Como é que Pequim vê os PALOP dentro da sua relação mais ampla com a África?

João Shang — A China tem-se esforçado por construir boas relações com todos os países africanos e, naturalmente, isso inclui também os seis países lusófonos africanos. Apesar do peso económico dos PALOP não ser muito grande, a China pretende manter uma amizade de longo prazo. Entre os PALOP, Angola, Moçambique e a Guiné Equatorial são atualmente os parceiros comerciais mais importantes da China, devido ao elevado volume de trocas comerciais; Cabo Verde e São Tomé e Príncipe destacam-se como destinos turísticos para viajantes chineses; e as relações políticas com a Guiné-Bissau mantêm-se num ótimo nível no plano internacional.

Dado o alargamento dos BRICS e o papel da China nesse processo, vê espaço para que os PALOP — em particular Angola — possam aderir num futuro próximo?

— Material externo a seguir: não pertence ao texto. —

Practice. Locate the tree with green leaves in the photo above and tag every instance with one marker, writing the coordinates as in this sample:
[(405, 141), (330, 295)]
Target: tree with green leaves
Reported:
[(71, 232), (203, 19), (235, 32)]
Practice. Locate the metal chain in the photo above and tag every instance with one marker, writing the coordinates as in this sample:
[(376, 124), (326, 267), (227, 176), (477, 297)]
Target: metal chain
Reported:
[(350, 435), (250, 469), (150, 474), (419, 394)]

J.S. – O mundo de hoje é diversificado, o mundo unipolar desapareceu para sempre. Por isso, é necessário cultivar uma atmosfera cultural e política diversificada, sobretudo entre os países do Sul Global, em desenvolvimento ou subdesenvolvidos. O surgimento dos BRICS corresponde à expectativa de muitos desses países, que procuram obter mais benefícios e apoio através dessa plataforma.

Na realidade, o papel dos BRICS é muito diferente do das alianças ocidentais. Não se trata de uma entidade militar, mas sim de um mecanismo económico, no qual todos os membros têm direitos iguais. Não existe um líder que controle os BRICS — China, Índia ou África do Sul têm direitos equivalentes. Portanto, não se pode dizer que a China seja o “líder” dos BRICS.

Atualmente, a África do Sul procura atrair mais países africanos para o grupo. A Etiópia e o Egito tornaram-se membros oficiais em 1 de janeiro de 2024. Além disso, após a cimeira de 2023, países como o Zimbabué e a Argélia manifestaram interesse em aderir, embora ainda não o tenham feito. Os países lusófonos africanos precisariam de apresentar formalmente a sua candidatura.

Nos últimos anos, o Governo angolano tem-se aproximado dos Estados Unidos e a relação com a Rússia não é boa. Parece-me, por isso, que Angola terá primeiro de convencer Moscovo a apoiar a sua entrada. A China, por seu lado, continua ao lado de Angola. Em 2024, os dois países assinaram a Declaração Conjunta sobre o Estabelecimento da Parceria de Cooperação Estratégica Global, um acordo de grande importância que reforça os laços bilaterais.

Considera que uma eventual federalização ou integração política mais forte dos PALOP os tornaria parceiros mais atrativos para a China?

J.S. – No cenário mundial, os PALOP não constituem uma potência económica ou militar comparável a outros blocos regionais, mas têm valor significativo em termos culturais, linguísticos e geopolíticos. Angola e Moçambique destacam-se como as maiores economias do grupo, sobretudo graças ao petróleo, gás natural, carvão e outros minerais estratégicos. Cabo Verde e São Tomé e Príncipe, apesar da sua dimensão, têm importância estratégica devido à localização atlântica, servindo como pontos de apoio logístico e de segurança marítima.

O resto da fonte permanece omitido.